Wolodymyr Selenskyj: Es darf keine halben Entscheidungen geben

Diese Unterstützung hatte der ukrainische Präsident Wolodymyr Selenskyj zuletzt scharf kritisiert und SAP aufgefordert, den Support ihrer Software in Russland komplett einzustellen. "Es darf keine ,halben' Entscheidungen geben!", schrieb Selenskyj auf Twitter. "Es gibt nur schwarz und weiß, gut oder böse! Sie sind entweder für den Frieden oder unterstützen den blutigen russischen Aggressor, ukrainische Kinder und Frauen zu töten. SAP, hören Sie auf, Ihre Produkte in Russland zu unterstützen, stoppen Sie den Krieg!" Dieser Appell richtete sich auch an andere Softwareunternehmen wie Microsoft und Oracle.

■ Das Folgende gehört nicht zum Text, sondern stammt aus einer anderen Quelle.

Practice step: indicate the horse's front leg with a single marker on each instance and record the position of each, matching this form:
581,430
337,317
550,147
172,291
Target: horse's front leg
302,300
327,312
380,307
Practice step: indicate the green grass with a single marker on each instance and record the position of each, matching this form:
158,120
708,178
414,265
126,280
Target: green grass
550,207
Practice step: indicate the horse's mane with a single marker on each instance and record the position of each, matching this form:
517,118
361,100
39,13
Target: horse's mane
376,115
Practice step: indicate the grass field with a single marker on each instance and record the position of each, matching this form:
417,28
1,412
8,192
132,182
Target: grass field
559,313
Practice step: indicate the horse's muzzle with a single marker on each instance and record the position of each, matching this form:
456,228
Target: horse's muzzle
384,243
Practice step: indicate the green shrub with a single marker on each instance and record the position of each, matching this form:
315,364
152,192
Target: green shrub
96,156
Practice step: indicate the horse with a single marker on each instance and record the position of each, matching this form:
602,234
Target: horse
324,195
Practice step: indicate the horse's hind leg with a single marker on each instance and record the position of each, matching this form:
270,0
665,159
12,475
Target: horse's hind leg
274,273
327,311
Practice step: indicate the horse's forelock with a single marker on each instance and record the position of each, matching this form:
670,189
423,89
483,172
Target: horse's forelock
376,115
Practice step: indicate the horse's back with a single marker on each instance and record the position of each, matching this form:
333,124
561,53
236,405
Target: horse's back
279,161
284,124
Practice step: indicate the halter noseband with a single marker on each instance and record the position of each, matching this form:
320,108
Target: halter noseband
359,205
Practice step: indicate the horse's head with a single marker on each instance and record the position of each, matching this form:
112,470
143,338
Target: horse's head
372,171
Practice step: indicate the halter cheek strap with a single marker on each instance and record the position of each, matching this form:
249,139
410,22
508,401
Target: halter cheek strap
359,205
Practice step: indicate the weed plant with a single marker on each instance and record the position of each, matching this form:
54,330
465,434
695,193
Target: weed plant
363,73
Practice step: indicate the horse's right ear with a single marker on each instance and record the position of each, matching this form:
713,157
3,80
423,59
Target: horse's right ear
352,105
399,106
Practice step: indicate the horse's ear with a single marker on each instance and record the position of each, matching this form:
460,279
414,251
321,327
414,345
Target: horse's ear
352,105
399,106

Der ukrainische Präsident Wolodymyr Selenskyj (Mitte) und seine Regierung fordern von den großen Softwareherstellern, ihren Support russischer Unternehmen komplett einzustellen.

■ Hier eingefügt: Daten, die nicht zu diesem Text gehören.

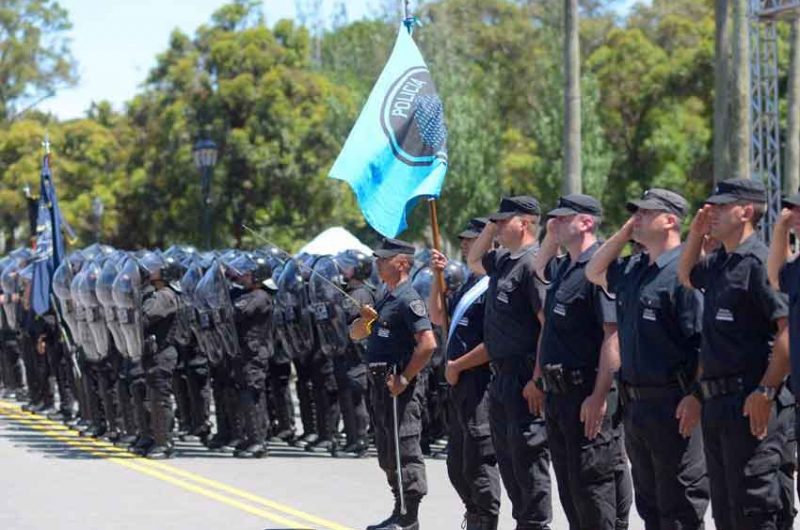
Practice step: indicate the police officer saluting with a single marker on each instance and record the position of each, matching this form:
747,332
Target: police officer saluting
471,459
578,356
399,346
744,359
784,274
659,330
511,333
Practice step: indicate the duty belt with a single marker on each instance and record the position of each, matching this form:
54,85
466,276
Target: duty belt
639,393
559,380
722,386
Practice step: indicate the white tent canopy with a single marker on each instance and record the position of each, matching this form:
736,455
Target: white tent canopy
334,240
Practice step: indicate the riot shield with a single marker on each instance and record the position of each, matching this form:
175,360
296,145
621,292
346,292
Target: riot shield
127,294
295,325
104,290
327,305
213,292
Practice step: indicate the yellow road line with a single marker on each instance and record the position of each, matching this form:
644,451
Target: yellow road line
109,451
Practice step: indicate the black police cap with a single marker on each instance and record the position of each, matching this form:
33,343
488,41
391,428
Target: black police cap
738,190
519,205
576,203
392,247
660,200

Der ukrainische Präsident Wolodymyr Selenskyj (Mitte) und seine Regierung fordern von den großen Softwareherstellern, ihren Support russischer Unternehmen komplett einzustellen.
Foto: Sarakhan Vadym - shutterstock.com

In einem Interview mit der RNZ hatte SAP-Chef Klein Verständnis für Selenskyj gezeigt, gleichzeitig aber seine Strategie verteidigt. Man betreibe mit der eigenen Software zum Beispiel Krankenhäuser, Supermärkte und Unternehmen, die wichtig seien für die Impfstoff-Herstellung und -Verteilung. "Wenn wir das alles runterfahren, stoppt das nicht den Krieg", sagte der CEO. "SAP möchte sich nicht anmaßen, es besser zu wissen als Politiker und Experten". Deshalb habe man diesen Weg eingeschlagen.